I'm using Doctrine ODM to connect to MongoDB. I have a three node replica set: two fulls and one arbiter. Replication is solely for higher availability, I don't seek to distribute reads across nodes. My application is logging MongoCursorException
s every so often with the message not master and slaveok=false
. I don't see any evidence that a failover event occurred in the mongodb logs and the primary didn't change. CORRECTION: failover had indeed occurred, but the exception with not master and slaveok=false
was appearing often, even showing up 6 hours after a new primary was successfully elected.
What to do? I see our version of doctrine-mongodb includes (experimental?) retry functionality, but I don't see an easy way to enable that.
Not sure if it matters, but this is a Symfony2 (v2.0) app.
https://groups.google.com/d/topic/mongodb-user/6p710Rdycpg/discussion implies that we need retries (emphasis mine):
Your application must be written to reconnect/retry since there are any number of transient (network) errors which could come up much like the rolling upgrade process during normal operation.

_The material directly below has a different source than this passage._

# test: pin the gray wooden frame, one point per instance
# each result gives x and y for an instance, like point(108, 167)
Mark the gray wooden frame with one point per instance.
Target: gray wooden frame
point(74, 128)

The Mongo PHP extension docs seem to account for this:
The driver will automatically retry "plain" queries (not commands) a couple of times if the first attempt failed for certain reasons. This is to cause fewer exceptions during replica set failover (although you will probably still have to deal with some) and gloss over transient network issues.
And I thought doctrine-mongodb
just used the PHP extension to actually talk to mongod. So I'm left a bit confused whether or not I should have to worry about retry configuration.
I think I solved part of the problem: I removed the arbiter from the connection string following this advice from Kristina Chodorow. I'm no longer seeing any MongoCursorException
s with the message not master and slaveok=false
. I might have been hitting https://jira.mongodb.org/browse/PHP-392.
However, I'm still getting a few MongoCursorException
s with the message couldn't determine master
during failover. For example, I just did a failover; based on the mongod logs, a new primary was elected after a few seconds, but the web application was throwing that exception even 5 minutes later.